Заметив на ее затуманившихся глазах слезы, Таня сказала:
— Я верю тебе, Соня. Верю.
С полчаса они сидели молча, занятые каждая своими тяжелыми мрачными думами. Наконец Соня заговорила первой, только теперь разглядев на Тане разорванную белую шелковую блузку:
— Кто это тебя так облатал?
— Атаман… Пашка. Домогался, да обрезался.
— Не далась?
Таня отрицательно покачала головой.
— Молодец! С виду ты тихоня, а когда надо постоять за себя…
— Кусаюсь, — вставила Таня.
— Правильно. Надо в горло им вгрызаться.
— Я и атамановых кобелей одурачила. Пашка же отдал меня полицаям на ночь, чтобы те поглумились над мной. А я сказала им, что у меня дурная болезнь.
— И что же?
— Не дотронулись. Хоть и пьяные были, а испугались, паразиты…
Послышались гортанные выкрики конвоиров. Невольницы завздыхали, закряхтели, зашевелились. Соня быстро развязала свой узел, извлекла из него зеленую вязаную кофточку, сунула в руки Тане:
— На вот.
— Что ты, Соня…
— Наряжайся, говорю. Все равно эти поганцы отберут. Быстренько…
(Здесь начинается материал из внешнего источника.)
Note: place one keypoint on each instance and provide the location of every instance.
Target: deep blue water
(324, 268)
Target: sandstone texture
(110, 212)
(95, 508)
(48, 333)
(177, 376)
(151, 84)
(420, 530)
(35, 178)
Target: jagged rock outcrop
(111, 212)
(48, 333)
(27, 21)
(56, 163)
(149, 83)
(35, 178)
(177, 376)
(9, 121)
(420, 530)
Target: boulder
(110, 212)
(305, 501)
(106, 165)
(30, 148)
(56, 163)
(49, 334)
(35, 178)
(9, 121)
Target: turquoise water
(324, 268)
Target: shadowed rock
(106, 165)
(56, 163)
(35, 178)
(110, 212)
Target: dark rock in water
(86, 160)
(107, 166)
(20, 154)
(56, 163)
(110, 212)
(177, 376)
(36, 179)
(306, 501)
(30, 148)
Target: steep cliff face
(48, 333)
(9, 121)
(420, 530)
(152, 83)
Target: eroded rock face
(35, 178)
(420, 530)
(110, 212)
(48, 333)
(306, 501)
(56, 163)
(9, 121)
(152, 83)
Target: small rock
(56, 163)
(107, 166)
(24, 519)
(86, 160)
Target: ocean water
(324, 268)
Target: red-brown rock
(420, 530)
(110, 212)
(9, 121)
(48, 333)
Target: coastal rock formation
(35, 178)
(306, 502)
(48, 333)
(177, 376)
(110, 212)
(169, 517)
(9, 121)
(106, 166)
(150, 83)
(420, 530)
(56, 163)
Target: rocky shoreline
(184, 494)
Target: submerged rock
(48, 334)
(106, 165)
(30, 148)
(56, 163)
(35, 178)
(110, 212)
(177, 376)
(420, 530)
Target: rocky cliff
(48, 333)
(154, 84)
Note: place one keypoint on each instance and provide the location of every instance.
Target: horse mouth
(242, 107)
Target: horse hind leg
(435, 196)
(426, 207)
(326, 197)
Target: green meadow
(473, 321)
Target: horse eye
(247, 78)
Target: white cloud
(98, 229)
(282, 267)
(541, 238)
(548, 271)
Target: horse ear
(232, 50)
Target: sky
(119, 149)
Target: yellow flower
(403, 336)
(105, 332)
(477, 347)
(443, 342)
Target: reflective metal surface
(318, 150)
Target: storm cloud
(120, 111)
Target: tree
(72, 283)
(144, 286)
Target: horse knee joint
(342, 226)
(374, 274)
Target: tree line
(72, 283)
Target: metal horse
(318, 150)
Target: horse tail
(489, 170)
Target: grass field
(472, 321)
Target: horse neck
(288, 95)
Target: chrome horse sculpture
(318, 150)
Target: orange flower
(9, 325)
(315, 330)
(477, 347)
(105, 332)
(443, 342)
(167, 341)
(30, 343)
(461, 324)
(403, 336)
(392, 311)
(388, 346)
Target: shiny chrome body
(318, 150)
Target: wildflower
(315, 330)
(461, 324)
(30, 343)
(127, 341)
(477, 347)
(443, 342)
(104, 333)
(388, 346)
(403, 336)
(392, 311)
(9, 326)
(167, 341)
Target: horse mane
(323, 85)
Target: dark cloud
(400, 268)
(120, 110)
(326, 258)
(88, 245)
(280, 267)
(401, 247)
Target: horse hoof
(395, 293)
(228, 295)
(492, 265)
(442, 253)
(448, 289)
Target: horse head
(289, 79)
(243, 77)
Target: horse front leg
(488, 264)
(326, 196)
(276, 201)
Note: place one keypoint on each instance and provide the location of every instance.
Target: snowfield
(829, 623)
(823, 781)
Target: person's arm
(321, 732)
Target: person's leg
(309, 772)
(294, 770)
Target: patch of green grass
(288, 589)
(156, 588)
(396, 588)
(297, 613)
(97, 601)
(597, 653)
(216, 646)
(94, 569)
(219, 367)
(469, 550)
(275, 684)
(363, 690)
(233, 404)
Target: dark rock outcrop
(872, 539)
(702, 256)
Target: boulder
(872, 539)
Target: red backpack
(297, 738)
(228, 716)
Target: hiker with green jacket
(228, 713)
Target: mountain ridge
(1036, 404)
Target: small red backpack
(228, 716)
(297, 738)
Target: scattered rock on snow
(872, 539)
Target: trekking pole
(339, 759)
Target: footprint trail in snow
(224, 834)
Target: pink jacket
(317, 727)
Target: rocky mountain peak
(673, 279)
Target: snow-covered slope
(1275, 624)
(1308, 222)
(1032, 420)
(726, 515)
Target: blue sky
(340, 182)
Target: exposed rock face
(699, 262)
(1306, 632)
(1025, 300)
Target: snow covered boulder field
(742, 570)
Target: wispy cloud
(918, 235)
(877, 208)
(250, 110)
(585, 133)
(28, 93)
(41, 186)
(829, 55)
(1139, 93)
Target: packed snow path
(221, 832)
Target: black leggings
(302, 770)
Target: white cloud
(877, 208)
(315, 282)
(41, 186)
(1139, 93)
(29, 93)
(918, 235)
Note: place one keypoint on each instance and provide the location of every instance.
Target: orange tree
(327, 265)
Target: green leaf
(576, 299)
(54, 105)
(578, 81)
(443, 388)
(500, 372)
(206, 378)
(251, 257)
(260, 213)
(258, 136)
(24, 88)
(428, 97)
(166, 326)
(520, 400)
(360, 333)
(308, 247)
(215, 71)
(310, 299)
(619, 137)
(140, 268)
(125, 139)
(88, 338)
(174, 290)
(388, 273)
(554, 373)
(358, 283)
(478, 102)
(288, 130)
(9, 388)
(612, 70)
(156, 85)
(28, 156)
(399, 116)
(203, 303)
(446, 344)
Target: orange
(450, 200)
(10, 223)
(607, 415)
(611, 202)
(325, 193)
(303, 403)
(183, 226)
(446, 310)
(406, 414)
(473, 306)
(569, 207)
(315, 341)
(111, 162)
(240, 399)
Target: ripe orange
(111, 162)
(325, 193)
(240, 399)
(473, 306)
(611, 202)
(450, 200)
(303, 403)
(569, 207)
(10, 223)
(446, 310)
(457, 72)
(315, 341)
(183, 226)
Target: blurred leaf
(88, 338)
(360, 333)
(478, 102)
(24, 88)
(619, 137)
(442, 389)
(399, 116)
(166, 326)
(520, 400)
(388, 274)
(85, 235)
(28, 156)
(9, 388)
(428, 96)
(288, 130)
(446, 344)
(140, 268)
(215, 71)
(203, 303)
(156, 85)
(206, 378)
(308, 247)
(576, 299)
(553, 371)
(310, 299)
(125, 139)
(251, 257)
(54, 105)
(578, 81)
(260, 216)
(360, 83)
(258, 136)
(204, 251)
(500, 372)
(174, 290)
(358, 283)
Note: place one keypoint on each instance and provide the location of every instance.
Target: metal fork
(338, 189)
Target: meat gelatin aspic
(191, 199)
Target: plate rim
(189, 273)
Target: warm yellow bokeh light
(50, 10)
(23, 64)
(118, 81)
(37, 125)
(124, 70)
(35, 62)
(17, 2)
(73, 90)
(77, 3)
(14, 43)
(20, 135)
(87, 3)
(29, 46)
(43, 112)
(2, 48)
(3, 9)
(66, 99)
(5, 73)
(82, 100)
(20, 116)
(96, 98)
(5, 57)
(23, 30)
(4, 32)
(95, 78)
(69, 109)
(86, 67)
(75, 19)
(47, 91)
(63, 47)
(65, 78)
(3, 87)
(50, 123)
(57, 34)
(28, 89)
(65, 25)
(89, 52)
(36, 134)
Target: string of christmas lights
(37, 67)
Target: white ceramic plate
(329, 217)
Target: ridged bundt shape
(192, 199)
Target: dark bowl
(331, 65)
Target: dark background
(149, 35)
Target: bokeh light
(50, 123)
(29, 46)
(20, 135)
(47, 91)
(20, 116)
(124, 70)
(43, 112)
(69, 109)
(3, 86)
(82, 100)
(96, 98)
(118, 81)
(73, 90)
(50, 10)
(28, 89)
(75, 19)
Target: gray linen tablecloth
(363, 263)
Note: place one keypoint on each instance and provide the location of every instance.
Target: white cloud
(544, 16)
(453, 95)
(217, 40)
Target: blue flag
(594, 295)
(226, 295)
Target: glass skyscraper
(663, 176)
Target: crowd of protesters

Через несколько минут длинная колонна невольниц, миновав пристань, направилась к станции, где их ожидал состав товарных вагонов с открытыми, но затянутыми колючей проволкой окошками.
Две недели томились невольницы в душных и смрадных вагонах. Казалось, что этому изнурительному пути, этой страшной пытке не будет конца. Люди страдали от голода и жажды. Их кормили заплесневелыми сухарями, сырой свеклой и выдавали по глотку мутной теплой жижицы, вызывавшей тошноту. Когда эшелон достиг последней остановки, когда распахнулись двери вагонов и невольницы бросились к солнцу, к свежему воздуху, в вагонах еще оставались больные. Истощенные и обессиленные, они стонали от режущей боли в желудках. Их пристрелили там же, в вагонах, и состав погнали на запасный путь.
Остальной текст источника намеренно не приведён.